# FS: 260g acrylic tank from Cal Aquaria"PICS UP"



## skrick (Apr 25, 2010)

Selling my lovely acrylic 260g tank made from the pros at CalAquaria in California comes with stand and light $1500 pics come tonight 6ft tank and 32" foot print awesome for monster fish and 6' long NO Scratches JUST THE TANK AND LIGHTS FOR $1500 Pumps and acc are EXTRA

Fluval fx5 x2 180$ each
500w titanium heater with controller 65$
eheim monster 2080 275$
4' coralife light with fans 4 bays 140$
air pumps variety all 35$ eacch


----------



## Searay (Oct 17, 2012)

what do want for the tank


----------



## macframalama (Apr 17, 2012)

dude this thread is hard to read... i dont want you to have to get rid of all your monster fish , now the tank jeez..


----------



## dino (Aug 29, 2011)

It says tank stand light 1500


----------



## hondas3000 (Apr 22, 2010)

That is like a brand new tank you just got a few month ago. I missed another monster fish keeper if you sell every thing Bob.


----------



## skrick (Apr 25, 2010)

For sale ad Clarified


----------



## EvanSong (Apr 4, 2012)

How thick is the plexi glass?


----------



## skrick (Apr 25, 2010)

tank is 1/2" and built right no warping its almost new


----------



## Smiladon (Apr 23, 2010)

waiting for the pics 

I will forward this to my friend.

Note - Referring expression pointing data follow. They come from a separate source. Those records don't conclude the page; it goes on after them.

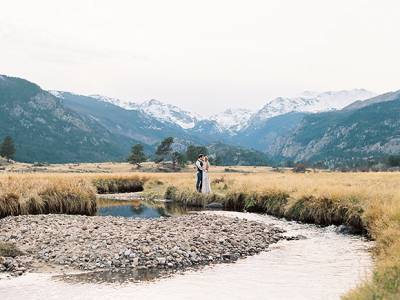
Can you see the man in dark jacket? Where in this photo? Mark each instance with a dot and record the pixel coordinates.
(199, 167)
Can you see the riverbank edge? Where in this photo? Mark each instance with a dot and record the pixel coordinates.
(359, 216)
(131, 243)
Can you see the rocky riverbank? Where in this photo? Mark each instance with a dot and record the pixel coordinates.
(110, 243)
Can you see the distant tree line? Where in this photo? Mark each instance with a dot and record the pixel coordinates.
(165, 152)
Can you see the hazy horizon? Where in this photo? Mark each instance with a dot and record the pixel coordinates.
(203, 57)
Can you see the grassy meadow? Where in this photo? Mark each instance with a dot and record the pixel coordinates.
(368, 202)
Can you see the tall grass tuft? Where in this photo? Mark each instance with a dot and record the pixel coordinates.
(109, 185)
(58, 196)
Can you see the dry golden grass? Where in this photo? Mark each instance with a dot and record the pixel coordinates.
(369, 200)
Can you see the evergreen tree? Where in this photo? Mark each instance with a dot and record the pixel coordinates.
(7, 148)
(164, 149)
(137, 155)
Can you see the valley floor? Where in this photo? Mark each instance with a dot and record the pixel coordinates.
(370, 202)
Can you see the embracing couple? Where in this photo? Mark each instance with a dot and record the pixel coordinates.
(203, 181)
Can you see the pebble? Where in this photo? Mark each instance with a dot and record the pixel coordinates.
(122, 243)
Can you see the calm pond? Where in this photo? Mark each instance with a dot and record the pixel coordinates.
(323, 266)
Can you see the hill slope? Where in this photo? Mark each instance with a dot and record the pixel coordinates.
(46, 130)
(345, 136)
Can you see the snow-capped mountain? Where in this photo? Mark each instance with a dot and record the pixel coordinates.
(163, 112)
(169, 113)
(233, 120)
(124, 104)
(311, 102)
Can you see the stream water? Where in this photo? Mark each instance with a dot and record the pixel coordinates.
(323, 266)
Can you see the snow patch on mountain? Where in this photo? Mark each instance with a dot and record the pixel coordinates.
(169, 113)
(57, 94)
(233, 120)
(121, 103)
(310, 101)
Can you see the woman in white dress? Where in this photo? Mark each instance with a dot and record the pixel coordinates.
(206, 186)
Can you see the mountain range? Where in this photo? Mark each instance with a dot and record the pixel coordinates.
(331, 127)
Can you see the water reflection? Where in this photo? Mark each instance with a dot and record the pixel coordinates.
(121, 277)
(138, 209)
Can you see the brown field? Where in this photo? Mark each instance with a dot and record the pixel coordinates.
(368, 200)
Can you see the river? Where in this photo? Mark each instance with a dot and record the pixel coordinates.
(323, 266)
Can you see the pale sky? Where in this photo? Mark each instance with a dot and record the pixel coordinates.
(204, 56)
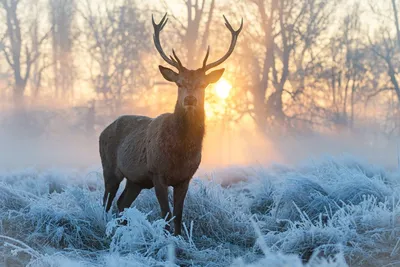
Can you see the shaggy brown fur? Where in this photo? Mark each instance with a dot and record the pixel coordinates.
(162, 151)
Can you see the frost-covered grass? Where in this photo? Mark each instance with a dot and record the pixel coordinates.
(336, 212)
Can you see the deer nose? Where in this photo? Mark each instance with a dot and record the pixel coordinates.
(190, 101)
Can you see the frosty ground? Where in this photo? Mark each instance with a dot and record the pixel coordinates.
(334, 212)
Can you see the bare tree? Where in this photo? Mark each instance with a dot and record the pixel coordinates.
(288, 33)
(20, 50)
(116, 39)
(62, 13)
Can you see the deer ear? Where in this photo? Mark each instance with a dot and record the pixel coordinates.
(214, 76)
(168, 74)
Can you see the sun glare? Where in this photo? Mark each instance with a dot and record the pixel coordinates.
(222, 88)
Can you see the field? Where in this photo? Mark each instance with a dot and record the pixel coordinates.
(335, 212)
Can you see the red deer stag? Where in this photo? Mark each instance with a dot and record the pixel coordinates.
(162, 151)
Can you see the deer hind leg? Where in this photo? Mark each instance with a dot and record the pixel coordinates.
(179, 198)
(111, 185)
(162, 196)
(129, 195)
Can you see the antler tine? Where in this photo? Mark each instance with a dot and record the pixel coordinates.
(156, 37)
(235, 35)
(177, 58)
(206, 57)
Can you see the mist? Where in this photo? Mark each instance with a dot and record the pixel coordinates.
(301, 156)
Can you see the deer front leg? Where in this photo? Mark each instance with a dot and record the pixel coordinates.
(179, 198)
(162, 196)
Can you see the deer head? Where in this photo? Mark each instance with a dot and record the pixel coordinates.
(191, 83)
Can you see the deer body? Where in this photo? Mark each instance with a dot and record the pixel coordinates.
(162, 151)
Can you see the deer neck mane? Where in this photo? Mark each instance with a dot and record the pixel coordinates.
(189, 126)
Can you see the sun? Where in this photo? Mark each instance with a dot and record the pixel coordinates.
(222, 88)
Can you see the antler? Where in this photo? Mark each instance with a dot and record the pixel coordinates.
(173, 61)
(235, 35)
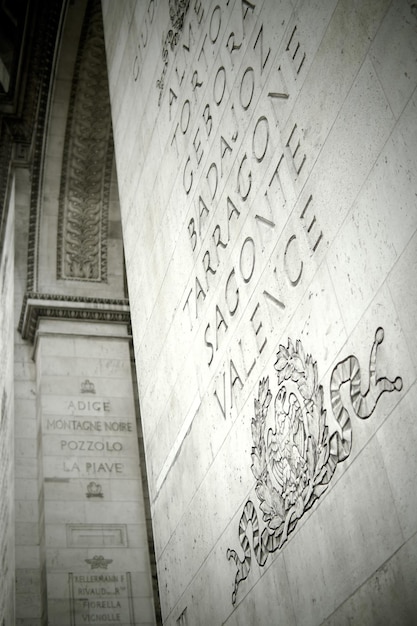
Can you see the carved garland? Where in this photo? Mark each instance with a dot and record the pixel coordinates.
(294, 460)
(88, 153)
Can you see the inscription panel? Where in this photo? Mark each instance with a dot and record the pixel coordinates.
(101, 598)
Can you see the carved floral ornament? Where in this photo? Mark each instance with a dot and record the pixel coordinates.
(294, 456)
(88, 154)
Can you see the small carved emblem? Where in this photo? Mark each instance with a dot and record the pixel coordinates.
(294, 456)
(98, 562)
(177, 12)
(88, 387)
(94, 490)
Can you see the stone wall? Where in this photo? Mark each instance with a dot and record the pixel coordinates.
(266, 154)
(7, 475)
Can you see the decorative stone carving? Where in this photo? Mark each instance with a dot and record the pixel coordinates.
(295, 458)
(88, 153)
(87, 387)
(94, 490)
(177, 12)
(98, 562)
(36, 305)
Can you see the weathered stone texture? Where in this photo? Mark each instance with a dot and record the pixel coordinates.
(7, 474)
(266, 157)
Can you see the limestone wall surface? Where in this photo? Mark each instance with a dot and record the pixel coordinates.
(266, 156)
(7, 476)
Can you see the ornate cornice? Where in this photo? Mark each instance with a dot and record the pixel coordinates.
(87, 161)
(73, 308)
(48, 34)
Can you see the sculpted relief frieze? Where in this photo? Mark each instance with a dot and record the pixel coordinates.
(88, 153)
(295, 453)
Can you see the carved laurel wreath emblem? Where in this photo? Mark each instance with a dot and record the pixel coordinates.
(294, 456)
(290, 467)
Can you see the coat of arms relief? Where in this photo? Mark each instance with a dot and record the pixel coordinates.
(294, 454)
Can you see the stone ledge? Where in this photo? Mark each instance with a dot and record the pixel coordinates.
(55, 306)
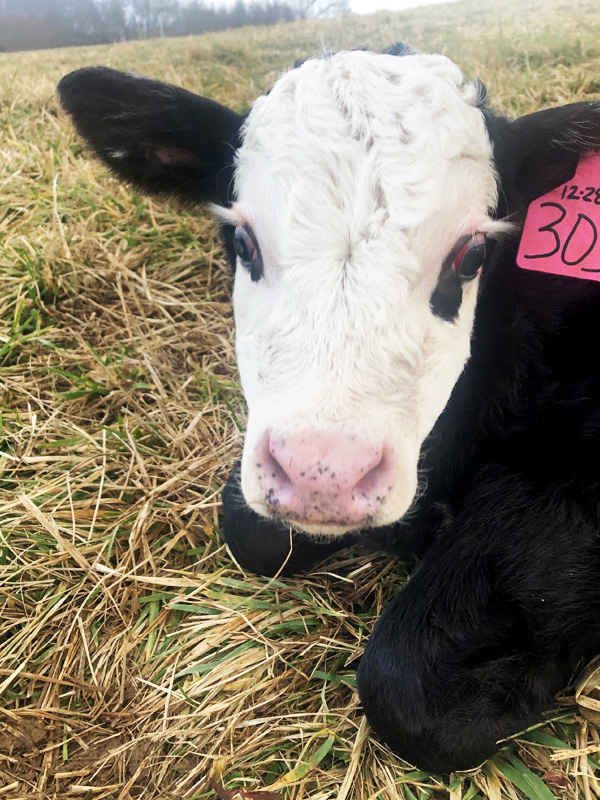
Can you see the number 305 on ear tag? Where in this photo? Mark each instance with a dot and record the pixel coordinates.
(562, 230)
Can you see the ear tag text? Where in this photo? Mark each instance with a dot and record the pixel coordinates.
(561, 235)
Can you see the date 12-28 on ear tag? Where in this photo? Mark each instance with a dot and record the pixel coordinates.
(561, 235)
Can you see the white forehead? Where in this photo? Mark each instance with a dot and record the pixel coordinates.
(379, 143)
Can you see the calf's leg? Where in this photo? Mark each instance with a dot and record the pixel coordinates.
(499, 613)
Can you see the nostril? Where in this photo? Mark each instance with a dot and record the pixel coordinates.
(274, 471)
(370, 483)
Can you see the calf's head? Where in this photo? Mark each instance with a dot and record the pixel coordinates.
(356, 198)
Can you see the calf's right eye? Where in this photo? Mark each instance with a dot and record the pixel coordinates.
(247, 250)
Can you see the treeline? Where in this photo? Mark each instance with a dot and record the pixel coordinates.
(35, 24)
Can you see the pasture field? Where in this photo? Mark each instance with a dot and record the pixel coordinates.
(136, 660)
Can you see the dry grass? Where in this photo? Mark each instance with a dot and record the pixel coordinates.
(136, 660)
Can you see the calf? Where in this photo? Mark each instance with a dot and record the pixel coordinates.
(412, 376)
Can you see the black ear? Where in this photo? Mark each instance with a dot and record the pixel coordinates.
(538, 152)
(162, 139)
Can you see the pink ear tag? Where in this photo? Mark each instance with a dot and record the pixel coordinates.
(562, 229)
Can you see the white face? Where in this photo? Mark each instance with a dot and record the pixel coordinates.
(358, 175)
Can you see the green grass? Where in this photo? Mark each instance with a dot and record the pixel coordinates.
(135, 659)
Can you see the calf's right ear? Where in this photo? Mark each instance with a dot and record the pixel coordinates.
(162, 139)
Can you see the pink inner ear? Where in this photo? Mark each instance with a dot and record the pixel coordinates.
(175, 155)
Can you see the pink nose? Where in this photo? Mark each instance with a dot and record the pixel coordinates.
(323, 478)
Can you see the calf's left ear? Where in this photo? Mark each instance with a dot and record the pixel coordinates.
(162, 139)
(538, 152)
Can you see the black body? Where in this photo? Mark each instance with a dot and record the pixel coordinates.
(504, 605)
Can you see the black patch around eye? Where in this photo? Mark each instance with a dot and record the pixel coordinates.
(447, 296)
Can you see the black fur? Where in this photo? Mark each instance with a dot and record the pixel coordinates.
(162, 139)
(505, 603)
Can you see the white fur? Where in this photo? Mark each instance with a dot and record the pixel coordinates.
(358, 173)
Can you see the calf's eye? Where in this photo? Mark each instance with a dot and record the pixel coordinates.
(247, 250)
(470, 257)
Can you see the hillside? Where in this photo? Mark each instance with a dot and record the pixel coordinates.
(136, 660)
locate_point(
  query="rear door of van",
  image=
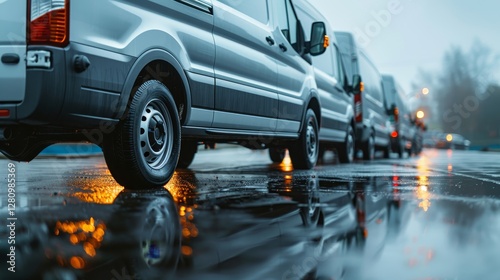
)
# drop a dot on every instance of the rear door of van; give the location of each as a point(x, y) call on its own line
point(12, 50)
point(245, 66)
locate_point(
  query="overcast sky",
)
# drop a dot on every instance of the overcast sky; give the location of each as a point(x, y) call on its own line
point(417, 33)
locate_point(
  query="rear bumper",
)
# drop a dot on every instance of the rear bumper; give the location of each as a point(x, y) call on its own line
point(59, 96)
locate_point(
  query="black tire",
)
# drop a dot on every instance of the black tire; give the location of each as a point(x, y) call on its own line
point(143, 150)
point(369, 148)
point(277, 154)
point(188, 151)
point(346, 151)
point(304, 153)
point(388, 151)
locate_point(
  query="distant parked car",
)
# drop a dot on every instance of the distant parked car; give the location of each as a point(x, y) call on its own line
point(452, 141)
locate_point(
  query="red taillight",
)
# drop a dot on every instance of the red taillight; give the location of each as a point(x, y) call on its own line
point(48, 22)
point(358, 110)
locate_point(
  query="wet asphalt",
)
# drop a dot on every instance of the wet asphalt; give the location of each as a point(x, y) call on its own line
point(235, 215)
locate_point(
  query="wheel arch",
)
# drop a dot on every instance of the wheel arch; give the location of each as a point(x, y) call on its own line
point(152, 63)
point(314, 104)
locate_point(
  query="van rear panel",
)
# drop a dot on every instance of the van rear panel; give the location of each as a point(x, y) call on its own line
point(12, 50)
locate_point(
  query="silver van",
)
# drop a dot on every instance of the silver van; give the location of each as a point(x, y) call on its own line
point(338, 125)
point(144, 78)
point(370, 109)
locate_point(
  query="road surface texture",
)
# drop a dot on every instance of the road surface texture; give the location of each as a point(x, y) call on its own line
point(235, 215)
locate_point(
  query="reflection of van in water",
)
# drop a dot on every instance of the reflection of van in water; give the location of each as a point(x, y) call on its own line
point(135, 74)
point(337, 113)
point(372, 129)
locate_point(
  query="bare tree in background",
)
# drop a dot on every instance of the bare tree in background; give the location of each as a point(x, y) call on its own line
point(464, 92)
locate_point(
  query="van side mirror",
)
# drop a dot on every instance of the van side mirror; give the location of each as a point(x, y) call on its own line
point(357, 84)
point(319, 40)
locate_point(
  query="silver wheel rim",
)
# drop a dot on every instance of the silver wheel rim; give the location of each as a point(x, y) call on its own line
point(311, 141)
point(155, 134)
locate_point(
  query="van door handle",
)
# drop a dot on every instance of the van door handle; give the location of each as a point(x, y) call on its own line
point(10, 58)
point(270, 40)
point(283, 47)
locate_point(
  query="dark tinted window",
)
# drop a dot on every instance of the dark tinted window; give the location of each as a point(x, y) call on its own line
point(371, 78)
point(287, 21)
point(326, 62)
point(256, 9)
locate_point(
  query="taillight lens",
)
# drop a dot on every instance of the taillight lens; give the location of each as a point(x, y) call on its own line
point(48, 22)
point(358, 110)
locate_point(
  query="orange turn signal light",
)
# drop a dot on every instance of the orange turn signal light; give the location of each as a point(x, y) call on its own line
point(4, 113)
point(326, 42)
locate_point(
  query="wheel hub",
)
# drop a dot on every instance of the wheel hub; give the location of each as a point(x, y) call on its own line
point(311, 141)
point(155, 136)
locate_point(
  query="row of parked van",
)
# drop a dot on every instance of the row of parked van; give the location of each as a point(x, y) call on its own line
point(360, 109)
point(149, 81)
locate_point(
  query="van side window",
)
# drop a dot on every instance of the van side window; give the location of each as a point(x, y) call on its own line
point(256, 9)
point(326, 63)
point(371, 78)
point(340, 71)
point(287, 21)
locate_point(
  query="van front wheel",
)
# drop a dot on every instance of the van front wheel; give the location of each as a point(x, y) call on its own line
point(143, 150)
point(304, 153)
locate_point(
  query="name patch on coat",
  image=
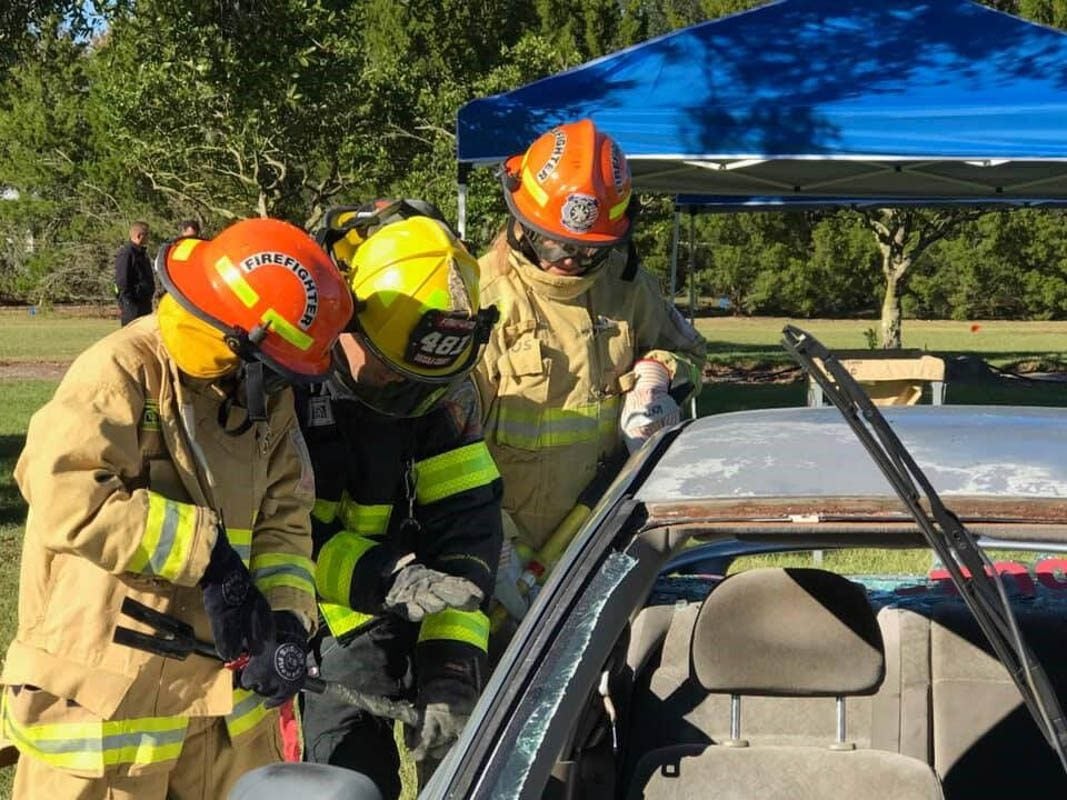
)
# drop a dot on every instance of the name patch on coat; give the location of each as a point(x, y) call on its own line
point(319, 412)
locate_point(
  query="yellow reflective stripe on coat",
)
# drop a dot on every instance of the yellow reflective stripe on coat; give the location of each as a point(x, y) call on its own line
point(169, 532)
point(249, 710)
point(240, 540)
point(91, 747)
point(341, 620)
point(458, 626)
point(532, 430)
point(337, 559)
point(454, 472)
point(370, 521)
point(324, 511)
point(272, 570)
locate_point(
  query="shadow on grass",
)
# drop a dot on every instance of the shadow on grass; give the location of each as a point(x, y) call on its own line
point(12, 506)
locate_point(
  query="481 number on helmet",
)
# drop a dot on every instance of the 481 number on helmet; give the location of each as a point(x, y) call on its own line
point(443, 345)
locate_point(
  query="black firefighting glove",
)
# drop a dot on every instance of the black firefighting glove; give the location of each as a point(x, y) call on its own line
point(232, 602)
point(418, 591)
point(277, 667)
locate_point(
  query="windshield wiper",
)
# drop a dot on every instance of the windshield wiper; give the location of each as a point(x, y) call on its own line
point(970, 570)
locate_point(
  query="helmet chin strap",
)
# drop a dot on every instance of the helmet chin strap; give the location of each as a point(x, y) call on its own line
point(251, 377)
point(523, 245)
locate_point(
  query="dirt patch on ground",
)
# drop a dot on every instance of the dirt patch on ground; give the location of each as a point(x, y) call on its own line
point(716, 372)
point(32, 370)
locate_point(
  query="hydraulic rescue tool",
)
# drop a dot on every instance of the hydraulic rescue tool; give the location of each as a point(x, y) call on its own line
point(540, 563)
point(172, 638)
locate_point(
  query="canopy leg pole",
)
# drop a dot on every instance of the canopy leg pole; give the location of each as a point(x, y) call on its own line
point(693, 288)
point(673, 253)
point(461, 197)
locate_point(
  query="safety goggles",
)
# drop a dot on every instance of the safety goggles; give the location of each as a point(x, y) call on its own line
point(551, 251)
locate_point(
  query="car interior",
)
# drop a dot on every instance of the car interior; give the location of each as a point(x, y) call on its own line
point(798, 682)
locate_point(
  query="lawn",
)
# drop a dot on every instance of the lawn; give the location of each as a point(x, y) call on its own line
point(56, 338)
point(733, 339)
point(48, 337)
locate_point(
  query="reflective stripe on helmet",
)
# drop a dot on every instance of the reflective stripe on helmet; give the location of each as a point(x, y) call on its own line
point(454, 472)
point(540, 428)
point(530, 185)
point(273, 570)
point(166, 542)
point(337, 560)
point(91, 747)
point(286, 330)
point(460, 626)
point(235, 281)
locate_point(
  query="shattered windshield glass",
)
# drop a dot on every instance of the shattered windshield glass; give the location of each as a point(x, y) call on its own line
point(544, 698)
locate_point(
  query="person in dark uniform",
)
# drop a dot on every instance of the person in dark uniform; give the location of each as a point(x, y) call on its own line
point(134, 282)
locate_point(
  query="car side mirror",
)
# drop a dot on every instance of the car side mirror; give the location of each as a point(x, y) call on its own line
point(289, 780)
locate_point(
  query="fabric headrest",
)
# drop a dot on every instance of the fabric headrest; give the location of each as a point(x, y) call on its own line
point(787, 632)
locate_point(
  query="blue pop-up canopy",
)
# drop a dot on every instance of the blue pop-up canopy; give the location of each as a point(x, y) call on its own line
point(834, 98)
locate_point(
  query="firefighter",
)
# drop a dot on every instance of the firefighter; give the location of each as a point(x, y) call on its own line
point(588, 353)
point(407, 518)
point(169, 467)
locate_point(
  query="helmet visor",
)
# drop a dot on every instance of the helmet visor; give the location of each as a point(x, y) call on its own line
point(552, 251)
point(396, 397)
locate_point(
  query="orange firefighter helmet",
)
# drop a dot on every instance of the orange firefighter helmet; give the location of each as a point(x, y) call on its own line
point(571, 186)
point(269, 287)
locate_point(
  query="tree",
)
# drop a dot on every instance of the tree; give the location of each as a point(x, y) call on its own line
point(903, 235)
point(65, 213)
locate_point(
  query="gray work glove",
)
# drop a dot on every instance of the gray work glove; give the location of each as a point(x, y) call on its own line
point(444, 707)
point(418, 591)
point(507, 592)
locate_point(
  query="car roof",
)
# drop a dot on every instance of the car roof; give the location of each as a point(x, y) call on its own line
point(998, 462)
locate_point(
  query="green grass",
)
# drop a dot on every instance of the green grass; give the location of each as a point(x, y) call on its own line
point(48, 337)
point(1001, 342)
point(59, 337)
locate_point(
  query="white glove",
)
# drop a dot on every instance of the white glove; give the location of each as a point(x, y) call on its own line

Maybe he might be interested.


----------



## skrick (Apr 25, 2010)

Ok I'll upload so much action on the tank I figured I didn't need too lol


----------



## bonsai dave (Apr 21, 2010)

Here is the link to the tank set up.

http://www.bcaquaria.com/forum/tank...n-tank-build-new-pics-video-24641/index3.html


----------



## skrick (Apr 25, 2010)

http://i729.photobucket.com/albums/ww294/skrickett/51086ab6.jpg


----------



## currietom (Oct 10, 2011)

Mind me asking, are you down sizing? or just getting out of it? Just wondering to see if you may be interested in trades for the 2080?


----------



## EvanSong (Apr 4, 2012)

I'm interested in filters and PMed you 2 days ago. Please check your message box.


----------



## skrick (Apr 25, 2010)

ahh ok sorry


----------



## skrick (Apr 25, 2010)

Im not getting out of hobby, I just priorities right now Im keeping my 90G in my office, and maybe putting something in basement. Sting-rays and monsters was hard for me to deal with as I was gone every weekend, and in the summer I was gone and hiring someone to look after my monster's wasn't fair also I lost my favorite pair of rays when I went to florida for 3 weeks I havent been the same since It really bugged me I love my fish that is why Im glad my favourites went to amazing Caring fish keepers and Im glad they will have a good life where I can visit and see them grow as for now Im going to keep what I have going and not wear myself thin also My accident didn't help much Ill tell YA THIS WAS AN EXTREMELY HARD DECISION TO MAKE TRUST ME


----------



## Smiladon (Apr 23, 2010)

Got an update from my friend. He said its a little too big for him. Sorry.
He wants to get a pool table for that space instead 

Bump for a nice tank. 
Definitely not easy to find good stuff like this everyday.


----------



## skrick (Apr 25, 2010)

Tank and fikters all Sold to guy who bought the tank thanks everyone but it went as package


----------



## macframalama (Apr 17, 2012)

nice good for you , i hope it was all worth it boss... you had all the stuff i dream about having one day. glad you got a big chunk sold.. . do you still have the tigerfish and armatus?


skrick said:


> Tank and fikters all Sold to guy who bought the tank thanks everyone but it went as package


----------



## macframalama (Apr 17, 2012)

pool table??? sounds like someone has the priorities a lil mixed up lol everytime i see a pool table in someones house i think to myself, a 5 x 8 fish tank could be sitting right there...



Smiladon said:


> Got an update from my friend. He said its a little too big for him. Sorry.
> He wants to get a pool table for that space instead
> 
> Bump for a nice tank.
> Definitely not easy to find good stuff like this everyday.


----------



## skrick (Apr 25, 2010)

All my monsters were sold I kept a school of red head tapajo and some loaches I just don't have the time anymore it's a shame but they those fish need alot of attention that I was not giving them I would go away for long periods of time and hiring someone to look after just really sucked


----------